Painting machine.


Pinot-Gallizio’s "pittura industriale", 1957.


Robotic painting.
Leonel Moura

page 3
Swarm Paintings
Non-human art


-> It is thus important to understand that we are not speaking about a machine that paints more or less randomly. A robot, with wheels or legs, that evolves on a surface by chance or based on a predetermined set of instructions. In this context let me play tribute to the unjustly forgotten Italian artist Pinot-Gallizio. Inventor of the ‘pittura industriale’ he created a ‘machine’ (human assisted) that spread energetically paint on rolls of canvas, later to be sold by the meter at the more appraised Art Galleries of the fifties.
Anyway swarm paintings are not simple mechanic automation. Randomness or combinatorial aspects are not relevant. In fact, these works emerge from artificial ants, through a process of deposition/evaporation of pheromone. Some draw trails (where more pheromone, means more paint), others define clusters or build 3d objects. The result is a cognitive map and not a mere mechanical pattern.
When we look at one of these paintings, with its own materiality, we are not in the presence of chance. We see in fact the plastic expression of an (artificial) life form. 'Swarm paintings' are the product of an ant-swarm system capable of registering its existential activity, in a delimited ambient and during a certain period of time. Each painting, drawing or sculpture represents the global behaviour of multiple and simple individual behaviours, in a bottom-up approach.
It is certain that we still need somebody and a context to disclose these works. This particular ‘artificial artist’ depends, not only of human assistance, but also of a curator and probably also a dealer. But in the ‘swarm art’ the essential decisions for the emergence of the forms belong entirely to the ant-swarm. Therefore this ‘art’ cannot be attributed to any human being, even not to the author of the algorithm. That is, the programmer creates the ‘DNA’ of the ‘artist’, but not the art works. That is why we prefer to be ourselves called life and art architects, instead of artists. The true artist is the swarm.

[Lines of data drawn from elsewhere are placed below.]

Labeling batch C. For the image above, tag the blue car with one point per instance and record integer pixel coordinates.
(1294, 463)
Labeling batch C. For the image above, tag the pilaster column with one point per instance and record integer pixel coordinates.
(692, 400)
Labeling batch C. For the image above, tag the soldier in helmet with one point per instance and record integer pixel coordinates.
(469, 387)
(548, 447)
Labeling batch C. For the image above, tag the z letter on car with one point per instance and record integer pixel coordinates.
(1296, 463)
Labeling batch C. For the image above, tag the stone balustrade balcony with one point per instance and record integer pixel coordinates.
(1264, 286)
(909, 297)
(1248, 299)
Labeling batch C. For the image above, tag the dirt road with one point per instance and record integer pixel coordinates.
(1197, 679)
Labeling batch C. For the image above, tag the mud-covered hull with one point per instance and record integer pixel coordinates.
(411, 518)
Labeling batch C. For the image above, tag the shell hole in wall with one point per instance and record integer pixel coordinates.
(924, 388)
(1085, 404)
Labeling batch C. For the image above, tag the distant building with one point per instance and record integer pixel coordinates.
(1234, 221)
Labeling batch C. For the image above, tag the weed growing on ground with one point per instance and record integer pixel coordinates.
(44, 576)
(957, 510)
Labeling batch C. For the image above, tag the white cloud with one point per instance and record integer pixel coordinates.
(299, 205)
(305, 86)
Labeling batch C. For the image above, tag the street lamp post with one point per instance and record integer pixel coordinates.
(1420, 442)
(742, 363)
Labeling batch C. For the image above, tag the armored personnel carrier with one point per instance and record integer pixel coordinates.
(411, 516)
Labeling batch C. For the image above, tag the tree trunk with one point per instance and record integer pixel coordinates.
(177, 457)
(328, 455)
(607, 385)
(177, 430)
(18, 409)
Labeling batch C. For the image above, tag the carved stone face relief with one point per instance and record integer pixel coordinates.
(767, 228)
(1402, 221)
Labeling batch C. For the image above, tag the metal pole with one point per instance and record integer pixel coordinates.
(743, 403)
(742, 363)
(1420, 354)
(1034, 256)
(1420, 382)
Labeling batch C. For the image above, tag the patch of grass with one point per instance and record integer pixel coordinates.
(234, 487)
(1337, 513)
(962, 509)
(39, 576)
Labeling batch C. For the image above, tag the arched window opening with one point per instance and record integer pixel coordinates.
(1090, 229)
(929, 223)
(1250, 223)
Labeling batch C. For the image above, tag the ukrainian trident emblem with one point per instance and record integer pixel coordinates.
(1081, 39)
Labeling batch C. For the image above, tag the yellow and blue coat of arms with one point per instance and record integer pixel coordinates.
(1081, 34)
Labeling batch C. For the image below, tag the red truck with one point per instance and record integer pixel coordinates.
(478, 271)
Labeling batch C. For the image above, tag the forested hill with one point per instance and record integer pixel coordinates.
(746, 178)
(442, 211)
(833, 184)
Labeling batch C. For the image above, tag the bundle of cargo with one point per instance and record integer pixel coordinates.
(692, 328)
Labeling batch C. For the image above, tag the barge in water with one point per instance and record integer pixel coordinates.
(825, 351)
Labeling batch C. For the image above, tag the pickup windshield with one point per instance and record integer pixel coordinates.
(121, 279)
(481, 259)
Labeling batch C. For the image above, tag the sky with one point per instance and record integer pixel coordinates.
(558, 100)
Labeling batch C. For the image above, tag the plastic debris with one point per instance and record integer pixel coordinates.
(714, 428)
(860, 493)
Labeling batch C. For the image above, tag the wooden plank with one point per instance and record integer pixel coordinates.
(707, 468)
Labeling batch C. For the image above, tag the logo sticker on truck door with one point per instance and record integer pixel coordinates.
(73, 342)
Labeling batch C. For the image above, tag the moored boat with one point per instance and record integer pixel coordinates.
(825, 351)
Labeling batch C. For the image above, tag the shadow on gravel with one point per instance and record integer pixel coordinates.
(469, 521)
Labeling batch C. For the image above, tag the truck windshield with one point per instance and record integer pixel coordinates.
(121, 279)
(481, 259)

The notion of life in the label ‘artificial life’ attained a vast consensus in the contemporary science. The life from aLife share a significant number of characteristics that are recognized as defining life itself. Morphogenesis, the ability to generate forms, reproduction, the capacity to transmit genetic information and therefore survive death, evolution the ability to adapt to a changing environment. Autopoiesis, the process whereby an organization produces itself, is another and more difficult to perform feature of life. 'A physical system if autopoietic is living. In other words, we claim that the notion of autopoiesis is necessary and sufficient to characterize the organization of living systems." (Maturana & Varela) If we want to call art to the production of an artificial being than we must demonstrate to be in the presence of an autopoietic system. And that is the actual target of our undertaking. But from the moment we accept life in artificial life, there is no reason why not to call art to artificial art.
Richard Dawkins states that the difference between human art or design and the extraordinary forms that we encounter in nature, is due to the fact that the first are born from a mental project, while the second result from natural selection. Cultural and natural selection are supposed not to work in the same way. ->


Swarm painting 0008.


Swarm painting 0010.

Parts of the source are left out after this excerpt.